L'homme voulait rester assis au milieu de la place, à regarder passer les gens.
Il avait choisi une pierre, il voulait être cette pierre.
Il se taisait et savourait. Il regardait passer les gens.
Il était vieux et fatigué de son pays et de ses frères.
Mais aujourd'hui, il avait trouvé la place, la pierre et les gens.
Il s'amusait comme un enfant à regarder passer les gens.
Il souriait, il riait même et faisait claquer sa langue tant il était heureux de regarder passer les gens.
Un jeune homme en habit de soldat s'approcha de lui arrogant :
"Que fais-tu là vieux fou ? Tu ne sais pas qu'il faut marcher ? C'est interdit de s'arrêter.
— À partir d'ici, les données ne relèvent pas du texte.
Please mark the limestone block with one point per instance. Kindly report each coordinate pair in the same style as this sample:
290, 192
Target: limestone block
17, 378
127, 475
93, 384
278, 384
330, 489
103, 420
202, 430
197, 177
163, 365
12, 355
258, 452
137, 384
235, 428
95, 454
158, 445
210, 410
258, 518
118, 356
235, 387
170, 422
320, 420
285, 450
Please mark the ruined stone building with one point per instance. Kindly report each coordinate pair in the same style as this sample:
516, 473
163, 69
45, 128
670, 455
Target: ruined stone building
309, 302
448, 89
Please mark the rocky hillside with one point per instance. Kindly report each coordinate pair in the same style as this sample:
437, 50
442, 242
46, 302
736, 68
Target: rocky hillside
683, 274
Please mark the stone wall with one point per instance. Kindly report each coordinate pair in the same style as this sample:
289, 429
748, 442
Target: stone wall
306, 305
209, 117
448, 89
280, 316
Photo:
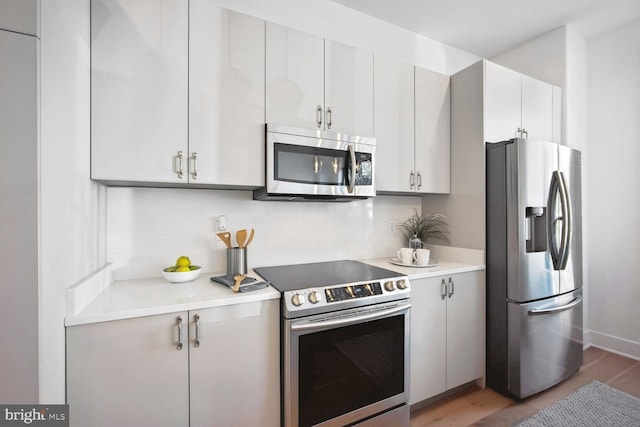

Lève-toi, marche, va-t'en.
- Non, je suis bien là, je regarde passer les gens. Veux-tu un bout de ma pierre pour voir le spectacle avec moi ?
- Lève-toi, je te dis ! Lève-toi tout de suite, c'est interdit de s'arrêter ! Tu n'as le droit que de marcher. Marche vieux fou, marche !
- Ah non, j'ai ma place, j'ai ma pierre, j'ai mes gens qui passent et je suis bien là."
Peu à peu, le ton montait chez le jeune homme en habit de soldat.
Les gens passaient un peu moins vite et regardaient sans s'arrêter l'imprudent assis sur sa pierre et le jeune homme en habit de soldat qui hurlait et le mettait en joug.
Mais l'homme ne le voyait plus. Il observait avec délice les gens qui ralentissaient sans s'arrêter puis pressaient le pas de plus belle. Il était un public comblé par la qualité du spectacle. Il riait, il applaudissait et faisait claquer sa langue tant il était ravi d'être au coeur de cette scène unique qui semblait n'être écrite que pour lui.
A bout de patience, le jeune homme en habit de soldat tira.
UN DEUX TROIS QUATRE CINQ SIX SEPT balles dans la poitrine de l'effronté.
Mais l'homme souriait encore, il n'avait pas bougé de sa pierre.